“Time flows in the same way for all human beings; every human being flows through time in a different way.”
Yasunari Kawabata
A luz degrada-me os pensamentos e o corpo.
Não o forço comigo mesmo porque não pretendo ser uma imagem forçada de rebeldia, ou exclusão demarcada da diferença, mas sim pela letargia que a definição e clareza do dia me embala.
Certamente que não é de todo minha ideia cultivar uma imagem agressiva e devoradora de corações no escuro, porque a minha alma, embora inacessível, veste a pureza da simulação humana inspirada na timidez e todas as vestes nobres da aura meiga.
Por mais que as ventanias sejam fortes, e o meu corpo bem o tem sentido ultimamente, as minhas certezas que restam projetam-se apenas num mar de deuses mortos, reinados pelas descrenças tranquilas dos seus julgamentos e pela deriva dos cantos que correm, em direções opostas, no centro de mim mesmo.
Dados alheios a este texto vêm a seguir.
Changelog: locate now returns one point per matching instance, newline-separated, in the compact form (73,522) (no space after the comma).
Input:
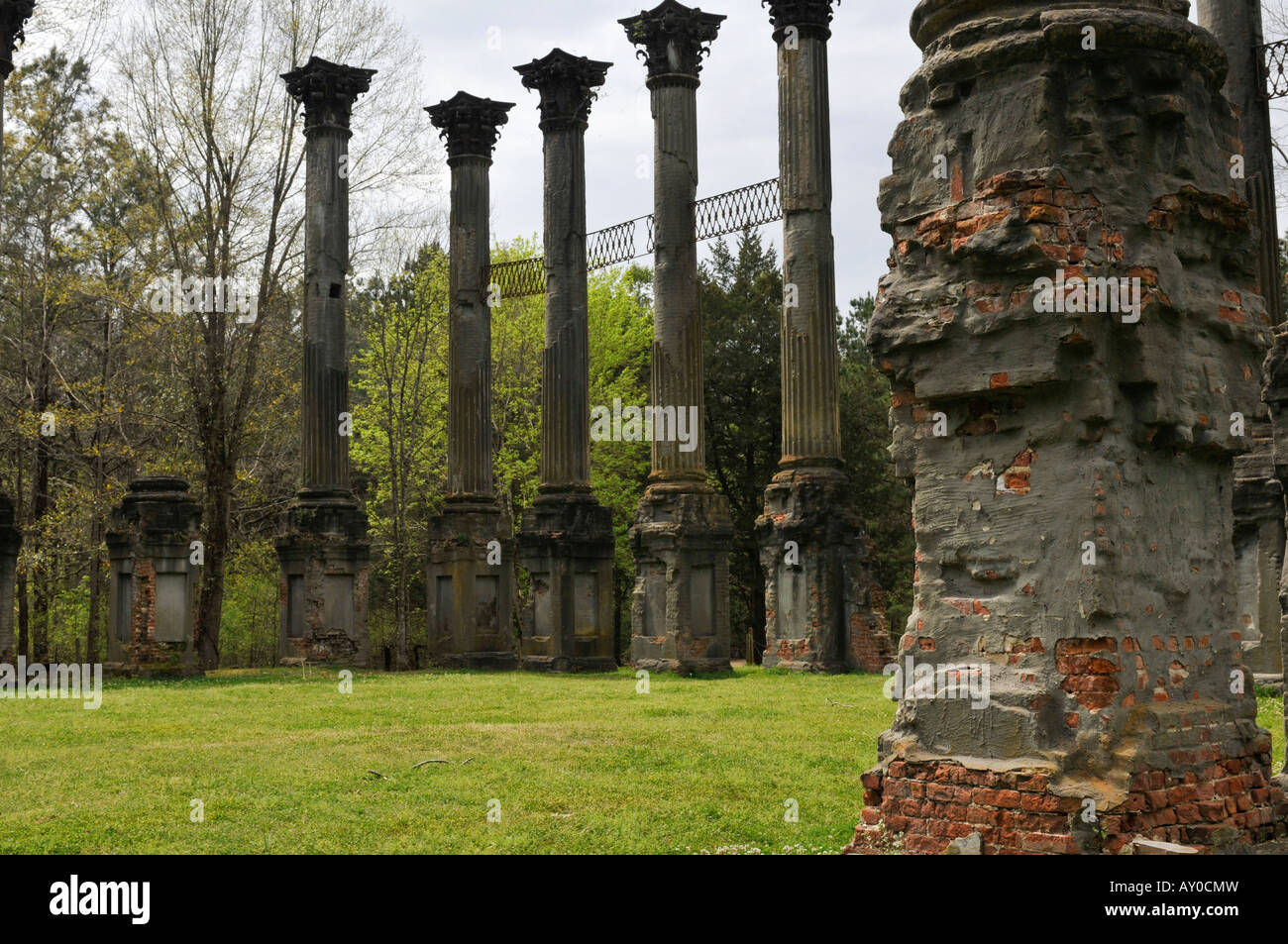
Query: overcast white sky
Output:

Tenho passado demasiadas horas a visitar cemitérios. Não cultivo o dom do ritual nem do vandalismo. Apenas alimento o meu ego com as flores da descrença, as velas diurnas, e as centenas de rostos que nada me dizem mas tudo lhes entendo.
Alinho-me ao nível dos mortos a cada degrau que desço. Ninguém está no céu...
Contento-me com as datas, com as minhas contas e as idades de quem partiu. Não posso chorar pelos meus, mas tento ter pena da humanidade que nunca tive oportunidade de conhecer.
O meu epitáfio vai-se escrevendo no céu todas as noites enquanto todos dormem.